All of lore.kernel.org
 help / color / mirror / Atom feed
From: George Dunlap <george.dunlap@citrix.com>
To: "Han, Huaitong" <huaitong.han@intel.com>, "Wu, Feng" <feng.wu@intel.com>
Cc: "tim@xen.org" <tim@xen.org>, "Tian, Kevin" <kevin.tian@intel.com>,
	"wei.liu2@citrix.com" <wei.liu2@citrix.com>,
	"ian.campbell@citrix.com" <ian.campbell@citrix.com>,
	"stefano.stabellini@eu.citrix.com"
	<stefano.stabellini@eu.citrix.com>,
	"george.dunlap@eu.citrix.com" <george.dunlap@eu.citrix.com>,
	"andrew.cooper3@citrix.com" <andrew.cooper3@citrix.com>,
	"Dong, Eddie" <eddie.dong@intel.com>,
	"xen-devel@lists.xen.org" <xen-devel@lists.xen.org>,
	"jbeulich@suse.com" <jbeulich@suse.com>,
	"Nakajima, Jun" <jun.nakajima@intel.com>,
	"keir@xen.org" <keir@xen.org>,
	"ian.jackson@eu.citrix.com" <ian.jackson@eu.citrix.com>
Subject: Re: [V3 PATCH 7/9] x86/hvm: pkeys, add pkeys support for guest_walk_tables
Date: Fri, 18 Dec 2015 10:03:32 +0000	[thread overview]
Message-ID: <5673D9F4.5050400@citrix.com> (raw)
In-Reply-To: <1450426913.4557.20.camel@intel.com>

On 18/12/15 08:21, Han, Huaitong wrote:
> On Wed, 2015-12-16 at 15:36 +0000, George Dunlap wrote:
>> [Adding Tim, the previous mm maintainer]
>>
>> On 11/12/15 09:16, Wu, Feng wrote:
>>>>> +{
>>>>> +    void *xsave_addr;
>>>>> +    unsigned int pkru = 0;
>>>>> +    bool_t pkru_ad, pkru_wd;
>>>>> +
>>>>> +    bool_t uf = !!(pfec & PFEC_user_mode);
>>>>> +    bool_t wf = !!(pfec & PFEC_write_access);
>>>>> +    bool_t ff = !!(pfec & PFEC_insn_fetch);
>>>>> +    bool_t rsvdf = !!(pfec & PFEC_reserved_bit);
>>>>> +    bool_t pkuf  = !!(pfec & PFEC_prot_key);
>>>>
>>>> So I'm just wondering out loud here -- is there actually any
>>>> situation
>>>> in which we would want guest_walk_tables to act differently than
>>>> the
>>>> real hardware?
>>>>
>>>> That is, is there actually any situation where, pku is enabled,
>>>> the vcpu
>>>> is in long mode, PFEC_write_access and/or PFEC_page_present is
>>>> set, and
>>>> the pkey is non-zero, that we want guest_walk_tables() to only
>>>> check the
>>>> write-protect bit for the pte, and not also check the pkru?
>>>>
>>>> Because if not, it seems like it would be much more robust to
>>>> simply
>>>> *always* check for pkru_ad if PFEC_page_present is set, and for
>>>> pkru_wd
>>>> if PFEC_write_access is set.
>>>
>>> guest_walk_tables() is also used by shadow code, though we don't
>>> plan to support pkeys for shadow now, however, in that case, the
>>> 'pfec'
>>> is generated by hardware, and the pkuf bit may be 0 or 1 depending
>>> on the real page fault.
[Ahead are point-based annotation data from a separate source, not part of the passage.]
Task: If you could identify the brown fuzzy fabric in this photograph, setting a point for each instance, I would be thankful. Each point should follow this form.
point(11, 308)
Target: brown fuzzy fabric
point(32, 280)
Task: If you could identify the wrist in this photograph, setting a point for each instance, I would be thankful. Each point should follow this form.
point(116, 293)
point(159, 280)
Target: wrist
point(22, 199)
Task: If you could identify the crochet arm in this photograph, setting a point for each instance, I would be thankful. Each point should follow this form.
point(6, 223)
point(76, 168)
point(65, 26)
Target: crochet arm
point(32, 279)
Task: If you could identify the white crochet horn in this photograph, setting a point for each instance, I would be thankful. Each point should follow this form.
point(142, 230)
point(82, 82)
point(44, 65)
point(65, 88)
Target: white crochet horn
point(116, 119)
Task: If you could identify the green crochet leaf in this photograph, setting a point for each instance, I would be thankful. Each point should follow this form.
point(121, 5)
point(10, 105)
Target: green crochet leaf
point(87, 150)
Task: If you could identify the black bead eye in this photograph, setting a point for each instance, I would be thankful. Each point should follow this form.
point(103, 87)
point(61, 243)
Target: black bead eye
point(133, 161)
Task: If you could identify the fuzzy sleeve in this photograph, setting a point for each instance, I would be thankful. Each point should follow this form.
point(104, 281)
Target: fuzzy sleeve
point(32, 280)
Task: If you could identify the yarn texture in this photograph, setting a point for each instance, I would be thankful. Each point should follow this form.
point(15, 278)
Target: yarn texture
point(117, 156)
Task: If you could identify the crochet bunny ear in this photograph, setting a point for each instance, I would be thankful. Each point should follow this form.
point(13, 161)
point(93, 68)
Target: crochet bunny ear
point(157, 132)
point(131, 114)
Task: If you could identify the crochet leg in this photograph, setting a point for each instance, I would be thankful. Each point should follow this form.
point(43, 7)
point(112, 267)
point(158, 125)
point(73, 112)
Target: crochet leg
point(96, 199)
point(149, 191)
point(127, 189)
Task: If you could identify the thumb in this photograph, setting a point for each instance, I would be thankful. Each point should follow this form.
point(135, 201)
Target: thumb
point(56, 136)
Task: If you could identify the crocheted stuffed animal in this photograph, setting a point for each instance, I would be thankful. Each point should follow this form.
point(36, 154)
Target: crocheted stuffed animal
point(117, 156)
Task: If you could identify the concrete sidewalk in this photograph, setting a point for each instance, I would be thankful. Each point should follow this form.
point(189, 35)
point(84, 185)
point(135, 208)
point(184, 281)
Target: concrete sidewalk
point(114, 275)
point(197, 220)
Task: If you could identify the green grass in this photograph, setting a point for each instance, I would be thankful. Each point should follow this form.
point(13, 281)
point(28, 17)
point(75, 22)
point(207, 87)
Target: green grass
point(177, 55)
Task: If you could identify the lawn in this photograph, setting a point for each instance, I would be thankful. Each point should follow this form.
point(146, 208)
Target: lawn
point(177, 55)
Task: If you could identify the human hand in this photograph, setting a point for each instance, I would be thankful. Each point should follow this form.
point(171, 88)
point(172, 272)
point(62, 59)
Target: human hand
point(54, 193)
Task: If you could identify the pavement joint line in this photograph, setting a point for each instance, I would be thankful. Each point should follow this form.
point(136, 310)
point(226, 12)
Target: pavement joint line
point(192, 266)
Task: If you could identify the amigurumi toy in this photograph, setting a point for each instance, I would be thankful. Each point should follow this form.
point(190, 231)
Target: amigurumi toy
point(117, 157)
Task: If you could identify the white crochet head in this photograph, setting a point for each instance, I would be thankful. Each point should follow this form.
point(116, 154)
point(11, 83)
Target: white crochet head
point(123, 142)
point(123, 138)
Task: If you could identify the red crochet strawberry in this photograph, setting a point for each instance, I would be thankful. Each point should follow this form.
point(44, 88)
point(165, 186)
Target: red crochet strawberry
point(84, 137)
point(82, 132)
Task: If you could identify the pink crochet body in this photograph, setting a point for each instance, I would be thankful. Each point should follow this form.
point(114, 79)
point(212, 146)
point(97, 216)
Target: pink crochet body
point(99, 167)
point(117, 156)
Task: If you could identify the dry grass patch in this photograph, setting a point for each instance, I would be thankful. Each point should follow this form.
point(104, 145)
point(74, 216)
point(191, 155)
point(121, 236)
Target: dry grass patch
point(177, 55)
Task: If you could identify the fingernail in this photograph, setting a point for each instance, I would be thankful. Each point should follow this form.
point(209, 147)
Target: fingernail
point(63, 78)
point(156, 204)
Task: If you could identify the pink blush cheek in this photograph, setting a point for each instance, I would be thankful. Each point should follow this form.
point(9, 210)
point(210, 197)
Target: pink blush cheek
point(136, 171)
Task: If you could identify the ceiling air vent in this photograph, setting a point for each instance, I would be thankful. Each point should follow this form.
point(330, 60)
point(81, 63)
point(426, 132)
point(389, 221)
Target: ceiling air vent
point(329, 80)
If we unconditionally check pkeys in
>>> guest_walk_tables(), it is not a good ideas for someone who may
>>> want to implement the pkeys for shadow in future, since we only
>>> need to check pkeys when the pkuf is set in pfec.
>>
>> So you'll have to forgive me for being a bit slow here -- I stepped
>> away
>> from the mm code for a while, and a lot has changed since I agreed to
>> become mm maintainer earlier this year.
>>
>> So here is what I see in the tree; please correct me if I missed
>> something important.
>>
>> The function guest_walk_tables():
>>  1. Accepts a pfec argument which is meant to describe the *access
>> type*
>> that is happening
>>  2. Returns a value with the "wrong" flags (i.e., flags which needed
>> to
>> be set that were missing, or flags that needed to be clear that were
>> set).
>>  3. It checks reserved bits in the pagetable regardless of whether
>> PFEC_reserved_bit is set in the caller, and returns
>> _PAGE_INVALID_BITS
>> if so.
>>  4. If PFEC_insn_fetch is set, it will only check for nx and smep if
>> those features are enabled for the guest.
>>
>> The main callers are the various gva_to_gfn(), which accept a
>> *pointer*
>> to a pfec argument.  This pointer is actually bidirectional: its
>> value
>> passed to guest_walk_tables() to determine what access types are
>> checked; what is returned is meant to be a pfec value which can be
>> passed to a guest as part of a fault (and is by several callers). 
>>  But
>> it may also return the Xen-internal flags, PFEC_page_{paged,shared}.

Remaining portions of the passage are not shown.